Housing Aid a Rare Bright Spot in Senate Funding Bills, But More Needed

The Senate Appropriations Committee-approved bill to fund the departments of Transportation as well as Housing and Urban Development (HUD) provides enough resources to continue assisting the 5 million low-income seniors, families with children, and others who rely on federal rental assistance to afford a decent, stable place to live. It’s a rare bright spot among the Senate’s 2020 funding bills, which shortchange areas such as health, job training, and education as well as Social Security operations and IRS tax enforcement. But several important House-passed provisions also merit inclusion in the final Transportation-HUD funding bill.

As we’ve explained, this summer’s bipartisan budget agreement boosted overall funding for non-defense discretionary (NDD) programs over the 2019 level. Though the Senate Appropriations Committee’s allocations among its 12 funding bills generally disfavor the bills funding human service programs, the Transportation-HUD bill prioritizes areas with the greatest positive impact on low-income families. Its $56.1 billion for HUD programs is $2.3 billion above the 2019 level, or a $968 million increase after adjusting for inflation. It includes:

  • A $2 billion total increase over 2019 for the nation’s two largest rental assistance programs: Housing Choice Vouchers Housing Choice Vouchers Housing Choice Vouchersand Section 8 Project-Based Rental Assistance. These programs help 3.4 million low-income households — mainly seniors, people with disabilities, and families with children — pay the rent and make ends meet. The funding increases are needed to cover rising rental costs and avert cuts in the number of assisted households. The bill also includes $20 million to create more than 2,000 new Family Unification Program vouchers for young people who have left foster care and risk becoming homeless and $40 million to create roughly 4,500 new vouchers for homeless veterans. (Figures in these bullets aren’t adjusted for inflation.)
  • An $80 million increase for the Public Housing Capital Fund, which helps cover repairs and upgrades in public housing developments, such as fixing leaking roofs and replacing outdated heating systems. Public housing provides affordable homes to nearly 1 million low-income households, mostly seniors and people with disabilities. But it faced an estimated $26 billion repair backlog in 2010 and the figure is almost certainly much greater today. Addressing this backlog is essential to improving residents’ living conditions and preserving this critical source of affordable housing for the long term.
  • A $125 million increase in Homeless Assistance Grants. Communities use these funds mainly for rental assistance to enable homeless individuals and families to move from shelters or the street into stable, more affordable homes.
  • $25 million for housing aid for people recovering from a substance use disorder. This would enable HUD to implement an important new initiative that the President and Congress authorized when they approved the SUPPORT Act a year ago.
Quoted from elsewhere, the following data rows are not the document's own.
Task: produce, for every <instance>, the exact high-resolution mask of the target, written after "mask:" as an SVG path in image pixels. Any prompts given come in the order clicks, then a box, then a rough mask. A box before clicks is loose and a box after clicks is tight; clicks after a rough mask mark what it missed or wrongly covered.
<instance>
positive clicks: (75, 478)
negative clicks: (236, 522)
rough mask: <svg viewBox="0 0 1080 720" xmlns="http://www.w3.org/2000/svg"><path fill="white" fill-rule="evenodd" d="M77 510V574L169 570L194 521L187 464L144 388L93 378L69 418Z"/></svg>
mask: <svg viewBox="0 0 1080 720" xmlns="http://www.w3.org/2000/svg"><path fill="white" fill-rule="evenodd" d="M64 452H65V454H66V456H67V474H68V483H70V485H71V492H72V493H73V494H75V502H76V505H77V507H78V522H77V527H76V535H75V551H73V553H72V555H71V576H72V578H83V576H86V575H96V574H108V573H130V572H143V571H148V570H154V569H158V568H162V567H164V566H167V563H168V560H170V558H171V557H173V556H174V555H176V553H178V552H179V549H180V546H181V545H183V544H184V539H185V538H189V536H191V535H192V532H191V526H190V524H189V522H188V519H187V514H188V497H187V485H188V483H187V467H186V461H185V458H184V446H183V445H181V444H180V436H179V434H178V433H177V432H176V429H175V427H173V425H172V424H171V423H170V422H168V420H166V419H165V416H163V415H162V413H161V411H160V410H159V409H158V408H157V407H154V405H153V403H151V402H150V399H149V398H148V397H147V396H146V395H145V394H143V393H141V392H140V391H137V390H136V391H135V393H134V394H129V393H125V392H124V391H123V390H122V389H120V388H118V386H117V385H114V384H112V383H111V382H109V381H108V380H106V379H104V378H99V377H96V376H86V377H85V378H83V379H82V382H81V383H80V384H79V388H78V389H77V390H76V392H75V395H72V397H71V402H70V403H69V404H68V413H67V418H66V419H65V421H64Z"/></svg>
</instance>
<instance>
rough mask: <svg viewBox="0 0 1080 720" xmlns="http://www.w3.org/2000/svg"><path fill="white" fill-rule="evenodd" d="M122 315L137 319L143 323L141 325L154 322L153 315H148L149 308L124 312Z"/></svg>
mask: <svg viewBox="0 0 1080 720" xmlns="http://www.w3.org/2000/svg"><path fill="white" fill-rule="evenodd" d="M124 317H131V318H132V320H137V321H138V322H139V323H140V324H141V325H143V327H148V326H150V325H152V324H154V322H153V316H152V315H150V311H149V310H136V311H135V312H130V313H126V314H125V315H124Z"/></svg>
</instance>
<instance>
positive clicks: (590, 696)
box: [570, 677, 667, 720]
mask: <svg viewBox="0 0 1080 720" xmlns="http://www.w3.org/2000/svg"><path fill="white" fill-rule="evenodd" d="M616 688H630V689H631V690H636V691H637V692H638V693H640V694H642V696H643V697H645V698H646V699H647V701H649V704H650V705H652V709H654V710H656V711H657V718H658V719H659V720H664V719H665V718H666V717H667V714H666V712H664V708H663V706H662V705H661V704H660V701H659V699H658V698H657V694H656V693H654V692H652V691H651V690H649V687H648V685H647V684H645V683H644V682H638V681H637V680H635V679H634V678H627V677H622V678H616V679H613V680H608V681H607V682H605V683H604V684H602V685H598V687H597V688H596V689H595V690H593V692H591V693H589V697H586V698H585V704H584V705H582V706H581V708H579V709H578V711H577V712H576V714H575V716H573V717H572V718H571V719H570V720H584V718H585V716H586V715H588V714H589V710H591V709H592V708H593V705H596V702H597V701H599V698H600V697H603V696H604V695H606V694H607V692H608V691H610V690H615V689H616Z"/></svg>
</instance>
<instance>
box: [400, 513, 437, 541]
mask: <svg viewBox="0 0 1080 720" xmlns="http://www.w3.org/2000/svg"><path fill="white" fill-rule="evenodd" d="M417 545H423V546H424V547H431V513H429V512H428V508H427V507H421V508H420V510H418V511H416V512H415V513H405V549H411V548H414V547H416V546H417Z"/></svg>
Policymakers should include these provisions in the final 2020 funding bill.

They should also include several provisions in the House-passed Transportation-HUD bill to further expand housing aid for the nation’s most vulnerable people and support recipients’ efforts to work and give their children a better chance to succeed. These investments would make more vouchers available to at-risk families with children, double the size of the innovative Housing Voucher Mobility Demonstration, provide more funding to renovate and preserve public housing through the Capital Fund and Choice Neighborhoods Initiative, expand the Family Self-Sufficiency Program, and further increase Homeless Assistance Grants.

To make these investments, policymakers will need to give HUD a larger share of total NDD funding than the Senate Appropriations Committee did. (The House-passed Transportation-HUD bill provides $1.45 billion more for HUD programs than the Senate bill.) But that, too, should be a high priority.